Gregori Giovanni, Hanin Leonid, Luebeck Georg, Moolgavkar Suresh, Yakovlev Andrei
Department of Oncological Sciences, Division of Biostatistics, Huntsman Cancer Institute, University of Utah, 2000 Circle of Hope, Salt Lake City, UT 84112, USA.
Math Biosci. 2002 Jan;175(1):13-29. doi: 10.1016/s0025-5564(01)00088-8.

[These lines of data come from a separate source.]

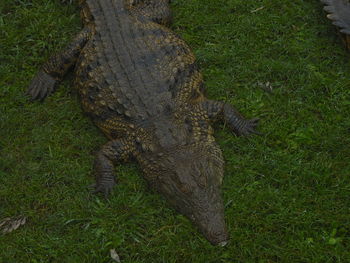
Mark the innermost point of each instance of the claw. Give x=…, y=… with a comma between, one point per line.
x=41, y=86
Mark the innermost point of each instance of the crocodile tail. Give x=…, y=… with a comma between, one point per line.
x=339, y=13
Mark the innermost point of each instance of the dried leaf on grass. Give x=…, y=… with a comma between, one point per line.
x=10, y=224
x=114, y=255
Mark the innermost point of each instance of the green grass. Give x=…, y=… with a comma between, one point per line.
x=287, y=193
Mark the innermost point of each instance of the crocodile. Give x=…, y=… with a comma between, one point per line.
x=339, y=13
x=140, y=84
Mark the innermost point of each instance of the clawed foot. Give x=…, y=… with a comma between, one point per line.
x=105, y=188
x=41, y=86
x=249, y=127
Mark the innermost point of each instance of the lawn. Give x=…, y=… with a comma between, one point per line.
x=286, y=193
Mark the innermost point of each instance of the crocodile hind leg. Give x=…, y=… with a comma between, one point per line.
x=218, y=110
x=43, y=84
x=112, y=152
x=155, y=10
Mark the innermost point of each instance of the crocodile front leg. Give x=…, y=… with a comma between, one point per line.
x=43, y=84
x=218, y=110
x=112, y=152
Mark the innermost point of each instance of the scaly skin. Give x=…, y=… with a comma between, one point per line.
x=339, y=13
x=139, y=83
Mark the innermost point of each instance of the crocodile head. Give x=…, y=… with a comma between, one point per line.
x=189, y=177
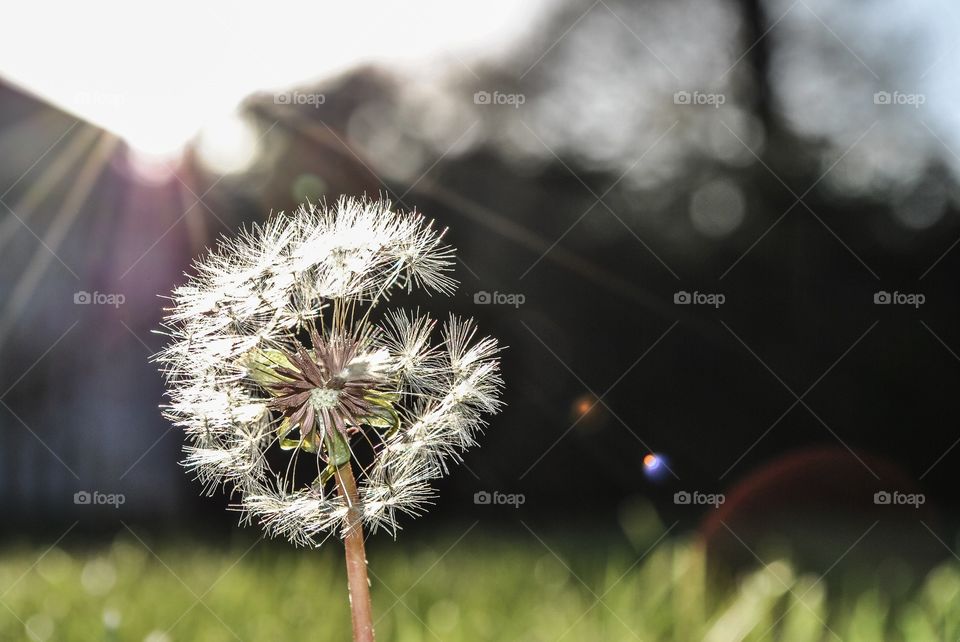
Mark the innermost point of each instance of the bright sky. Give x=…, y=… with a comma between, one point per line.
x=155, y=74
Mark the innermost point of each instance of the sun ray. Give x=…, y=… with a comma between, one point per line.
x=57, y=231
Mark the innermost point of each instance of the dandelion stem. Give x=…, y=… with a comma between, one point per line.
x=361, y=612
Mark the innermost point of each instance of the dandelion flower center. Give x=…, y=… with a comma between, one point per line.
x=324, y=398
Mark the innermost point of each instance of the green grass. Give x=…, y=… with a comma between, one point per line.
x=542, y=587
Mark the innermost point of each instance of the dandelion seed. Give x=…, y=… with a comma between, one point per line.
x=280, y=345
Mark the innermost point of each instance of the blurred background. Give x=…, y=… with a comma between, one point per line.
x=718, y=238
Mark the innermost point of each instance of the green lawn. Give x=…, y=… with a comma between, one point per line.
x=459, y=587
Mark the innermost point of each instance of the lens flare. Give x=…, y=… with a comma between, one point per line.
x=654, y=466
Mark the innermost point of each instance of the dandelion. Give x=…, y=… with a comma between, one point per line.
x=320, y=409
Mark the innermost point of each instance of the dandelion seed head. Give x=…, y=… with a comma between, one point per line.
x=280, y=344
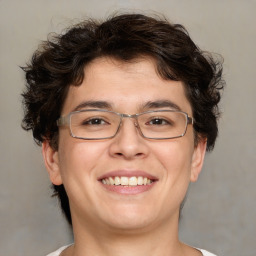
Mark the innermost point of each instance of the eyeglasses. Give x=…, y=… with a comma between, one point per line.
x=97, y=124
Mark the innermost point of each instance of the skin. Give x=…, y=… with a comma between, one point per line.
x=108, y=223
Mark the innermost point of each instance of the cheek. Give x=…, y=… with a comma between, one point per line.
x=175, y=157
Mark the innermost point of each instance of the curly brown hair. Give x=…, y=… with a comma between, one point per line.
x=60, y=62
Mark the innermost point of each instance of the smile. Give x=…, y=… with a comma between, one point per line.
x=127, y=181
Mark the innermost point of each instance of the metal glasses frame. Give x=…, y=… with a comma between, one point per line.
x=66, y=120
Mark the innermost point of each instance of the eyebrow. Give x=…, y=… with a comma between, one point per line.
x=93, y=104
x=161, y=104
x=148, y=105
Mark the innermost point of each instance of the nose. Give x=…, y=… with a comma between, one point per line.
x=128, y=143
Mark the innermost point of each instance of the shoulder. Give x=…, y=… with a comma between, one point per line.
x=59, y=251
x=206, y=253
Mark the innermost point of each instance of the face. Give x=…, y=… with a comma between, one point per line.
x=82, y=165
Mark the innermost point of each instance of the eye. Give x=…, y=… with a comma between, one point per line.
x=94, y=121
x=158, y=121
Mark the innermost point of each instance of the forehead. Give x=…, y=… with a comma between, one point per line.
x=126, y=86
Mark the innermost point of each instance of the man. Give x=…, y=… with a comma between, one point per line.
x=125, y=110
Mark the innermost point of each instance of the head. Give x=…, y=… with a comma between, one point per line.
x=61, y=63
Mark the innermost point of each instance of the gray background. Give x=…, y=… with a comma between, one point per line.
x=220, y=211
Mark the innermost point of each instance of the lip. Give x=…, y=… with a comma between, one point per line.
x=128, y=190
x=128, y=173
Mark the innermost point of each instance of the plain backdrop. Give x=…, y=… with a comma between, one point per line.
x=220, y=212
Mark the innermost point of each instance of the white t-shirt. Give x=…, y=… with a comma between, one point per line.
x=58, y=252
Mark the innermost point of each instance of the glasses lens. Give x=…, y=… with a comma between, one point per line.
x=163, y=124
x=94, y=124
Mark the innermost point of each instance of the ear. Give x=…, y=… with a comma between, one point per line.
x=51, y=161
x=198, y=159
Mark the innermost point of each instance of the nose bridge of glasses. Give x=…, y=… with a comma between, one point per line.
x=134, y=116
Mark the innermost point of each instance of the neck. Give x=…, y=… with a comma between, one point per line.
x=161, y=240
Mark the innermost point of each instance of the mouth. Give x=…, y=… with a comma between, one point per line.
x=127, y=181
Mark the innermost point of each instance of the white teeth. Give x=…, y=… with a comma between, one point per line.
x=126, y=181
x=133, y=181
x=117, y=181
x=140, y=180
x=111, y=180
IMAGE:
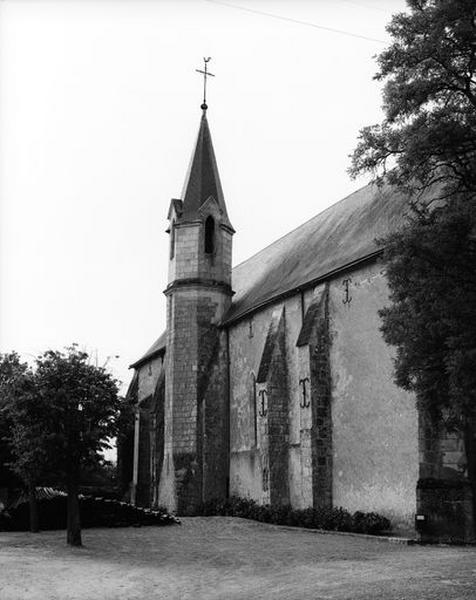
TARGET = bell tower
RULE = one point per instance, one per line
(195, 466)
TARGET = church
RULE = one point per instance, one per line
(272, 380)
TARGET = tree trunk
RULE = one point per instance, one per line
(470, 447)
(73, 523)
(33, 504)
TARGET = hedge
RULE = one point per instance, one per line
(331, 519)
(95, 512)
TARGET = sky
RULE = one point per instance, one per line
(99, 111)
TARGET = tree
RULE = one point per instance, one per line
(23, 427)
(62, 421)
(426, 145)
(429, 130)
(83, 406)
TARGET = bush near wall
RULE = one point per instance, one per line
(331, 519)
(95, 512)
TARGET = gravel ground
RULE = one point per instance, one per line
(227, 558)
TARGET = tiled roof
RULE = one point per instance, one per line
(339, 236)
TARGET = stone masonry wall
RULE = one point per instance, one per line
(375, 423)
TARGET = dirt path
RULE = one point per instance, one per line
(225, 558)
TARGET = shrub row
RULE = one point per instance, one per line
(332, 519)
(95, 512)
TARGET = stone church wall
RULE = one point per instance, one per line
(375, 424)
(362, 457)
(149, 451)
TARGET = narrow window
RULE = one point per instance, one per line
(254, 411)
(172, 240)
(209, 235)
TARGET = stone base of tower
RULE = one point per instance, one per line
(190, 478)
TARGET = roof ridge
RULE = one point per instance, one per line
(371, 183)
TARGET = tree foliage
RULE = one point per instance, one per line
(61, 415)
(428, 135)
(426, 145)
(428, 138)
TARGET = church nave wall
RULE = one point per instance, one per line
(375, 424)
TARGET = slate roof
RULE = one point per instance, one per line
(336, 238)
(202, 180)
(157, 348)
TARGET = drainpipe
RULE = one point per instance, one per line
(135, 464)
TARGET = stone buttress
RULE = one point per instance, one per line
(195, 466)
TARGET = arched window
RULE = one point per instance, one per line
(209, 235)
(253, 411)
(172, 239)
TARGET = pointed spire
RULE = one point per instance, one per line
(203, 180)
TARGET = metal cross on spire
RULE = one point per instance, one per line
(205, 74)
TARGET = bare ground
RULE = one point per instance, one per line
(228, 558)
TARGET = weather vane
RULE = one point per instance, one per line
(205, 74)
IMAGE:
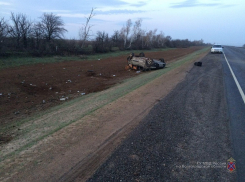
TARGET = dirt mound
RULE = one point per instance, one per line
(27, 90)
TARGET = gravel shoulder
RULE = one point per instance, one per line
(185, 137)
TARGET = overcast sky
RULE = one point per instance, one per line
(214, 21)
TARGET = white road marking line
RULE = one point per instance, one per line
(236, 81)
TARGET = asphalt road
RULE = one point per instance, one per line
(191, 133)
(236, 104)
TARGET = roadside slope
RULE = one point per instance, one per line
(185, 137)
(89, 133)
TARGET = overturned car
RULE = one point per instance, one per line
(140, 62)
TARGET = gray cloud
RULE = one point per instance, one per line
(192, 3)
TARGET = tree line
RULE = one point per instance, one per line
(19, 35)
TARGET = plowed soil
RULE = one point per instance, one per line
(27, 90)
(74, 152)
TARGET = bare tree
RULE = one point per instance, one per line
(25, 29)
(15, 28)
(137, 33)
(125, 31)
(20, 29)
(3, 32)
(52, 26)
(84, 32)
(3, 28)
(102, 43)
(38, 33)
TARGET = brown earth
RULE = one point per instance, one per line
(76, 151)
(27, 90)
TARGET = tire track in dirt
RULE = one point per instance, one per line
(91, 139)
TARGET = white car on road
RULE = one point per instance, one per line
(217, 49)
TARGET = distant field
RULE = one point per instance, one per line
(20, 61)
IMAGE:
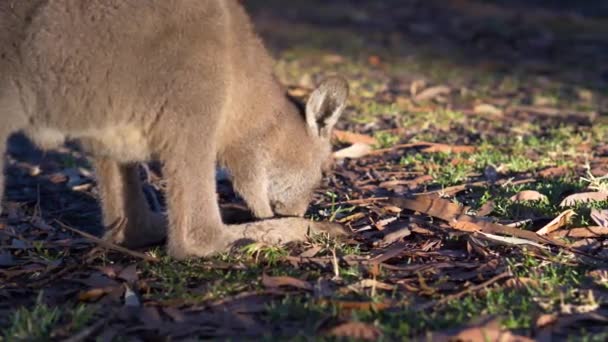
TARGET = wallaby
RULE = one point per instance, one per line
(185, 82)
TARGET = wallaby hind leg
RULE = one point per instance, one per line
(195, 224)
(12, 119)
(196, 228)
(122, 198)
(3, 141)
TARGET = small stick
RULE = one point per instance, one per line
(108, 244)
(87, 332)
(461, 294)
(358, 201)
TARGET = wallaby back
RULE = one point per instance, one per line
(185, 82)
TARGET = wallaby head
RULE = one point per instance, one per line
(188, 83)
(291, 188)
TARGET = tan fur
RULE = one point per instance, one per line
(186, 82)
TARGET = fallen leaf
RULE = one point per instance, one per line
(353, 138)
(373, 283)
(356, 150)
(583, 197)
(486, 208)
(356, 330)
(353, 217)
(416, 85)
(381, 224)
(489, 329)
(582, 232)
(6, 259)
(488, 109)
(311, 252)
(600, 217)
(552, 172)
(528, 195)
(333, 58)
(431, 93)
(356, 306)
(279, 281)
(560, 221)
(374, 60)
(443, 148)
(512, 240)
(92, 295)
(520, 282)
(465, 226)
(395, 232)
(131, 299)
(411, 183)
(545, 319)
(129, 274)
(451, 212)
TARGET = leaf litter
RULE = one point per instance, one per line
(413, 188)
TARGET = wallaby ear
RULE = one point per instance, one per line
(325, 105)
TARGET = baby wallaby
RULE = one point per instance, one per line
(186, 82)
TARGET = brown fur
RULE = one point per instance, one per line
(184, 82)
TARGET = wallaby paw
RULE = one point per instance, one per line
(154, 231)
(281, 230)
(331, 228)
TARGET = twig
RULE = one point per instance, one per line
(85, 333)
(506, 274)
(108, 244)
(358, 201)
(462, 187)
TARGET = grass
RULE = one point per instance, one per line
(381, 105)
(41, 322)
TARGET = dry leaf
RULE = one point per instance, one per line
(545, 319)
(92, 294)
(353, 217)
(583, 232)
(600, 217)
(131, 299)
(416, 85)
(395, 232)
(443, 148)
(465, 226)
(373, 283)
(356, 330)
(276, 282)
(356, 150)
(560, 221)
(431, 93)
(520, 282)
(353, 138)
(488, 330)
(451, 212)
(129, 274)
(583, 197)
(528, 195)
(6, 259)
(511, 240)
(487, 109)
(553, 172)
(356, 306)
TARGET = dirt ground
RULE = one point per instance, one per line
(470, 168)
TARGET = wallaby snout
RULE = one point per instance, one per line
(175, 86)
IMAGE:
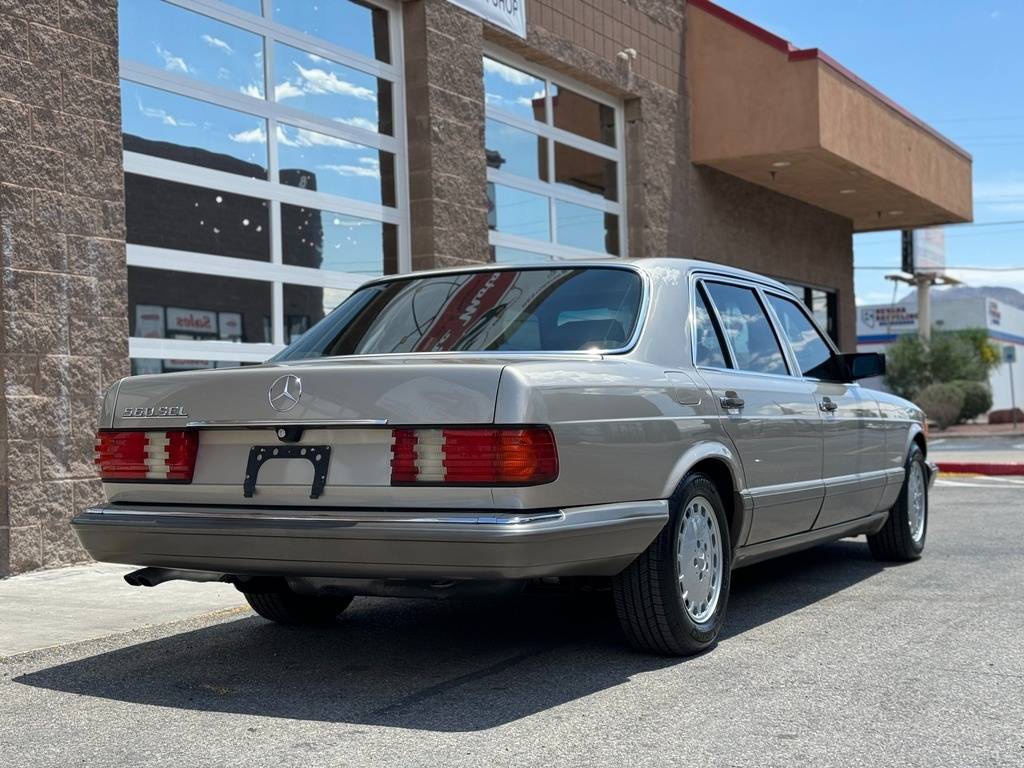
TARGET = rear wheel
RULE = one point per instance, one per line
(672, 598)
(902, 538)
(288, 607)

This paper considers the utility of statistical goodness of fit testing in the context of mechanistic models of carcinogenesis. Two stochastic models of carcinogenesis were tested with several sets of experimental and epidemiological data using a formal goodness of fit test specially designed to accommodate censored observations: these were the two-stage model allowing for clonal expansion of initiated cells and its simpler version with gamma distributed promotion time. The results of this application, supplemented by visual examination of local likelihood kernel estimates of the hazard function and the corresponding model-based estimates, show that mechanistic models of carcinogenesis provide a good fit to the data in the majority of cases under study.
本文探讨了在癌症发生机制模型背景下统计拟合优度检验的效用。使用专门设计用于处理删失观测值的形式拟合优度检验,对两个癌症发生随机模型进行了几组实验和流行病学数据测试:一个是允许起始细胞克隆扩增的两阶段模型,另一个是促进时间呈伽马分布的更简单版本。该应用结果,再辅以对风险函数的局部似然核估计和相应基于模型的估计的直观检查,表明在大多数研究案例中,癌症发生机制模型与数据拟合良好。